With memory set smarting like a reopened wound, a man’s past is not simply a dead history, an outworn preparation of the present: it is not a repented error shaken loose from the life: it is a still quivering part of himself, bringing shudders and bitter flavors and the tinglings of a merited shame—George Eliot
Another confrontation with the past happened this weekend in West Palm Beach; I was there to participate in a talk-back after a reading of a 1986 play called Rob, Robin, Roberta. The writer was Dan Seymour, a man I loved and lived with until 1989; the reading was an experiment, an opportunity to see if his words and characters retained the potency to enthrall an audience.
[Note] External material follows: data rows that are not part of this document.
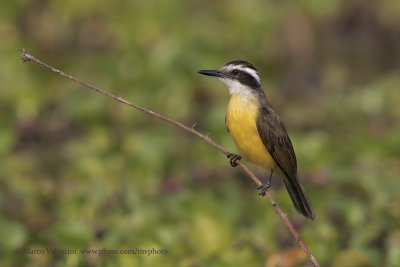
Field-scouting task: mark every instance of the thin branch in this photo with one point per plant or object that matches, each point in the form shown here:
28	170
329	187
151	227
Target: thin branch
26	57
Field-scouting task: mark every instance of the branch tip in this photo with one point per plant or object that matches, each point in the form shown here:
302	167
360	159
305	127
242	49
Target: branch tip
25	57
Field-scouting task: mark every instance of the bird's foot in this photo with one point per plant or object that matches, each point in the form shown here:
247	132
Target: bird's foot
234	158
266	186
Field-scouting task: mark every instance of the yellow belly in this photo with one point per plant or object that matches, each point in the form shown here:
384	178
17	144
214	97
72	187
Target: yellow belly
241	122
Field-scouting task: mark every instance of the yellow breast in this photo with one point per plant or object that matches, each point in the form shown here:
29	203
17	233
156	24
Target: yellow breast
241	121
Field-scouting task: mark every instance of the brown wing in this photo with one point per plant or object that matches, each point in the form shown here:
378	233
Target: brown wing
274	136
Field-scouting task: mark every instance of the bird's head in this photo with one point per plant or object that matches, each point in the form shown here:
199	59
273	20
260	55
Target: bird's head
239	76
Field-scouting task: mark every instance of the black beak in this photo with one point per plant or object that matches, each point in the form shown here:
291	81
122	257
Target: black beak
215	73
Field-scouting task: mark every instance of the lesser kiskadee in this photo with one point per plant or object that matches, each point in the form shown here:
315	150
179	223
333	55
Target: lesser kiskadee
258	132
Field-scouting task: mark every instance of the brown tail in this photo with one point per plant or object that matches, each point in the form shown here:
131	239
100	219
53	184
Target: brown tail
299	198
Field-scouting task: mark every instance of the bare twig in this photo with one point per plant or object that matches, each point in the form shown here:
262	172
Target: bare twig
25	57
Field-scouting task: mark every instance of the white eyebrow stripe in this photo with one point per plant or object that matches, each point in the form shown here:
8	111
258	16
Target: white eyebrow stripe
250	71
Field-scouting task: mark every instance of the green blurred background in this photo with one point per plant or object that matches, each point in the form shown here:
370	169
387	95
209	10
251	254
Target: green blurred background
78	170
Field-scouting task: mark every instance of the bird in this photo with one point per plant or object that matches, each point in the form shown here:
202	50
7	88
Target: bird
258	132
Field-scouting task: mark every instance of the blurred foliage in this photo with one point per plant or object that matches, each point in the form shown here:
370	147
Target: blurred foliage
81	171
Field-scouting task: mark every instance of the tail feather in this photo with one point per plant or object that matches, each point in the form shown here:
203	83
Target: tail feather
299	198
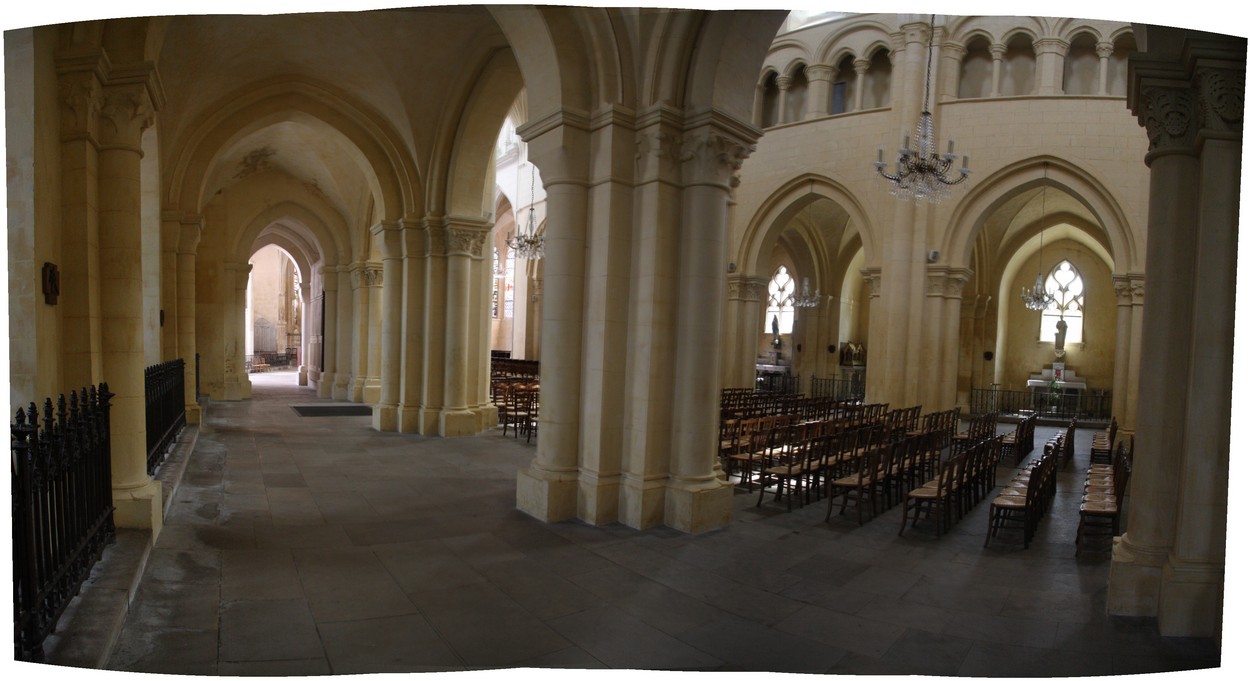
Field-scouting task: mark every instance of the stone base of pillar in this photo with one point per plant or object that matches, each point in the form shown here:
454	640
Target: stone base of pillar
325	385
1191	599
341	390
139	507
546	495
698	507
235	390
599	497
1135	579
455	422
641	501
409	419
385	417
489	416
373	391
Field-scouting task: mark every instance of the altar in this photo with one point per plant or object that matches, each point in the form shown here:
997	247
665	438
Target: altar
1059	377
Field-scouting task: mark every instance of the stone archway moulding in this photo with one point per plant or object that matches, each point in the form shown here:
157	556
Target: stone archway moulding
391	173
775	213
965	221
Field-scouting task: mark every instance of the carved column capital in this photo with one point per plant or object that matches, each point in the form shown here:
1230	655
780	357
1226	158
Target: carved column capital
713	158
125	113
464	239
1169	114
1221	96
80	98
873	280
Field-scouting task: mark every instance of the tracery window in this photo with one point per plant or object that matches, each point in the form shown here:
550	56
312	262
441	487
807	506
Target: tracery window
780	301
1068	286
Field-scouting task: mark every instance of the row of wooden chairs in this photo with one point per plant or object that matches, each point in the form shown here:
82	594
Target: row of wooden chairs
518	404
1103	499
960	484
1025	499
1020	442
881	474
1100	450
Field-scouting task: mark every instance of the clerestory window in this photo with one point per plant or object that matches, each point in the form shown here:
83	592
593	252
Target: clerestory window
1068	286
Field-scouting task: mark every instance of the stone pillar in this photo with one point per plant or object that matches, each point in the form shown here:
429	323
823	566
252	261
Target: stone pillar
998	51
1169	564
236	382
416	253
783	90
648	415
305	289
820	80
548	489
948	395
189	240
1104	73
860	66
373	333
345	333
388	235
874	369
330	338
1129	298
128	109
1193	579
80	98
465	245
698	499
604	376
1050	65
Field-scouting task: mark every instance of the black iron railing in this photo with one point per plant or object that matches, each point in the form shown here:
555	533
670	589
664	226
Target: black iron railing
1085	405
840	389
773	381
61	509
164	391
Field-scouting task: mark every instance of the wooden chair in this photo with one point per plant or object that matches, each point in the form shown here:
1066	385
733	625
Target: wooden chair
933	496
859	486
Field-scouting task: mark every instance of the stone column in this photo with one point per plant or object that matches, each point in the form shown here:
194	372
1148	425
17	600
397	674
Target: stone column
128	109
189	240
416	253
820	80
1050	65
860	66
1129	296
170	230
1104	73
388	235
548	489
783	90
1193	579
234	315
330	338
465	244
345	331
80	98
998	51
696	497
305	289
373	333
1169	561
948	395
874	369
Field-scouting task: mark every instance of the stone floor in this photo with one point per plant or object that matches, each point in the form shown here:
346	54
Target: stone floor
315	545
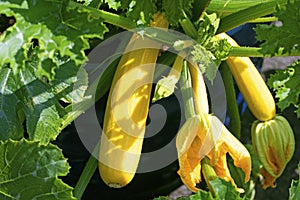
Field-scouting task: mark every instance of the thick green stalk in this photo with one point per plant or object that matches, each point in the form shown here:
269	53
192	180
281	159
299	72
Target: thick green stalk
187	91
232	107
86	174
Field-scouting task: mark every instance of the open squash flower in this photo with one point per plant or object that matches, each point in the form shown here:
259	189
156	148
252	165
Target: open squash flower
205	135
274	144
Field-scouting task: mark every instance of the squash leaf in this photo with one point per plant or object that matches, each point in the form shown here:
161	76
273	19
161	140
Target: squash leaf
286	85
295	188
57	29
30	171
288	33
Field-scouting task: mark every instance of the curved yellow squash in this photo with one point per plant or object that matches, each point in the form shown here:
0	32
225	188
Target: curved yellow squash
251	84
127	110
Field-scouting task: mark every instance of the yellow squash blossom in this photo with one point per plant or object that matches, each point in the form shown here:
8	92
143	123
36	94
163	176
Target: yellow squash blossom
204	135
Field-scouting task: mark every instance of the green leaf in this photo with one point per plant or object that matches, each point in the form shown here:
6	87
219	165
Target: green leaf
205	60
288	32
225	190
161	198
113	4
207	28
286	85
30	171
294	190
209	52
176	10
58	29
141	10
27	98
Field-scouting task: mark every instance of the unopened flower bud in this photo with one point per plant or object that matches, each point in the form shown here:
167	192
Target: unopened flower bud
274	144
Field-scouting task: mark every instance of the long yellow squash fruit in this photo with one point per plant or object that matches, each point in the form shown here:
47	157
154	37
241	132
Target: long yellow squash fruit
251	84
127	110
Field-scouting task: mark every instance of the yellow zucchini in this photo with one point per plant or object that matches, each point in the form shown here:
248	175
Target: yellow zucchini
251	84
127	110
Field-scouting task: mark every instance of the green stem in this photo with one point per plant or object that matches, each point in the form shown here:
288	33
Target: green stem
108	17
233	20
223	8
255	52
187	91
86	174
209	175
188	27
264	20
199	8
232	107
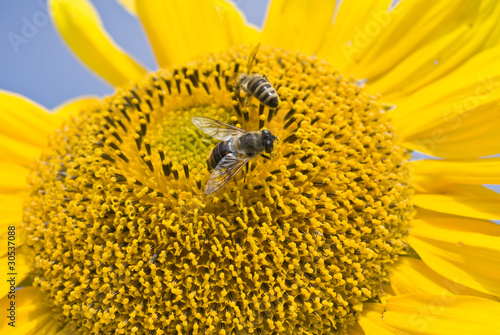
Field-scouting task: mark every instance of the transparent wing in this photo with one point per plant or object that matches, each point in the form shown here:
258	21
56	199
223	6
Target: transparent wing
251	58
217	129
227	168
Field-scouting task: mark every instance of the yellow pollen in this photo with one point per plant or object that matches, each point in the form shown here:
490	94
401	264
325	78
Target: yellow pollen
125	241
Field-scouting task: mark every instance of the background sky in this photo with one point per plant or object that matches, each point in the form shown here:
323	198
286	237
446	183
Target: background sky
46	71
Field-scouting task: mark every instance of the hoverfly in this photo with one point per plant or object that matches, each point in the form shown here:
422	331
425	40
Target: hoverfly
236	149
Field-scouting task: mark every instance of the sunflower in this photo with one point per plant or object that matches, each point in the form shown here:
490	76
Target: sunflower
104	213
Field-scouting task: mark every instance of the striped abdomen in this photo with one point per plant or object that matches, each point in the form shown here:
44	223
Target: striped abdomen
217	153
263	91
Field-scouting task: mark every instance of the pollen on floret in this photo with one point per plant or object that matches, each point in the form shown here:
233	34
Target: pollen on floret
125	240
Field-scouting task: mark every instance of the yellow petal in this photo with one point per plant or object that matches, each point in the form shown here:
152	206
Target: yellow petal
62	111
129	5
182	30
474	171
467	251
80	26
12	178
17	151
18	270
32	317
444	35
11	210
431	314
371	320
473	201
457	116
355	330
411	275
297	24
24	120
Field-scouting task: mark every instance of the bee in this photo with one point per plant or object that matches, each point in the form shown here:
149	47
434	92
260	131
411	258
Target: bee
236	149
255	85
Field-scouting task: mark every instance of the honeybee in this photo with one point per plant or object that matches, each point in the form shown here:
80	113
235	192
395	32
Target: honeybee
236	149
256	85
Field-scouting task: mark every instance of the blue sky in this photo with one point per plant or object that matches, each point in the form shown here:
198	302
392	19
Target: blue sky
36	63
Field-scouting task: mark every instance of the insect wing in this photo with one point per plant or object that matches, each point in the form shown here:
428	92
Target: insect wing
251	58
227	168
217	129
At the Kravis Center on Friday night the smart, stimulating audience had much to say about what they saw, some of it good, some, well, not. I’d come to share aspects of his life and work (for instance, Margaret Colin, currently of Gossip Girl, originally played the title role), but wound up learning a little more from the galvanized cast of three actors who’d re-energized the piece through the filter of their own experience. As Julie Gilbert (the organizer of the event and his literary executor) said in a reflective moment, it was a celebration—of a talent that would go on to refine itself in subsequent full-length and one-act plays (finally culminating in an L.A. production of his work, A-Bomb Beauties) but also a nod to our salad days, a rite of passage no fresh faced newbie who lands on the isle of Manhattan escapes.
Today is the anniversary of his 1993 death from AIDS at the age of 38. A toast to my ex, my pal, and to those who, in their pursuit of art, hit and miss daily but never stop trying. Salut.